The competitive stakes underline the need to shift from cost reduction to client-focused innovation and differentiation.
Build tech-powered capabilities—talent as well as technology—that span portfolio performance, client engagement, and operations. A portfolio of isolated use cases will not deliver compounding returns.
Assess which asset classes or distribution channels are ripe for tokenization, identify the platform and custody infrastructure required, then build the investor education and engagement to bring clients along.
Partner with hyperscalers and fintechs to modernize infrastructure at pace and scale—avoiding the need to build proprietary technology for capabilities that aren’t a source of differentiation.
Embracing strategic acquisition can accelerate growth, enhance capabilities, and secure distribution access.
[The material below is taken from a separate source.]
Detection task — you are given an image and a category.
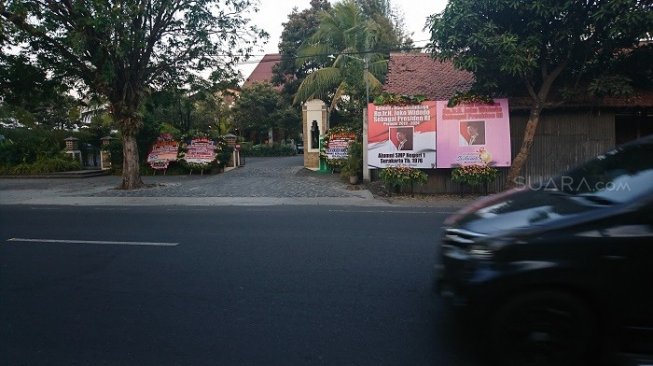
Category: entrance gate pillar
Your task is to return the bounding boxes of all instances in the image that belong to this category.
[302,99,329,170]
But the biggest value potential centers on deals that deliver genuine capability—in private markets, in technology, or in distribution—rather than simply adding AuM. Shareholders and limited partners will reward transformation, not scale for its own sake.
The acquisition of smaller players—many of them wealth managers, private markets managers, or fintechs with their own distinctive cultures—underlines the need to think differently about integration and assimilation. The risk is losing client relationships or stifling innovation as acquired firms are absorbed into larger groups.
For niche champions, partnership is the more appropriate lever. Niche expertise without distribution reach is a ceiling, not a competitive advantage.
The acquisition of general partner stakes reached record levels in 2025 and these look set to be a key deal target in 2026 and beyond. Many founders are seeking liquidity without losing control; stake sales often fund growth or diversification into new asset classes or distribution channels.
Cutting across all these imperatives is the need to build credibility and trust. With faith in institutions declining, trust is difficult to build and easily lost.
This imperative isn’t a standalone checkbox. Trust is a strategic asset and differentiator, under which holds the key to accelerating all the other imperatives.
Investors are screening fee structures more intensely. They expect timely, structured reporting and a clear statement of the risks they face. Lead your client reporting with risk-adjusted value rather than return performance. Build macro and systemic risk into portfolio construction and client communication.
Approach valuation discipline as a competitive differentiator, not just a compliance requirement. As regulatory scrutiny of private markets intensifies, rigorous, defensible, and independently verifiable valuation frameworks will strengthen credibility with both regulators and allocators.
With clients consolidating relationships, position your business as a trusted total portfolio orchestrator. Owning the client interface—and the data flowing through it—will enable you to strengthen client outcomes and drive innovation.
In this report, we’ve set out the pressing imperatives needed to outpace and outperform your competitors.
The AWM firms out in front are clear about where and how to compete. This strategic clarity is enabling them to target investment where it can make a decisive difference and reinforce their right to win.
The big question for your organization is whether you have the same level of clarity and confidence in your business model and the capabilities needed to deliver it.
As the AWM industry is transformed and old assumptions disappear, the strategic choices and actions you make now will determine how much of the US$112 billion revenue prize you’ll be able to share.
The opportunities are vast. But the time to act is now rather than waiting. Putting off difficult decisions or hedging your bets could leave you struggling to attract the new investors coming into the market and compete for the most profitable lines of business.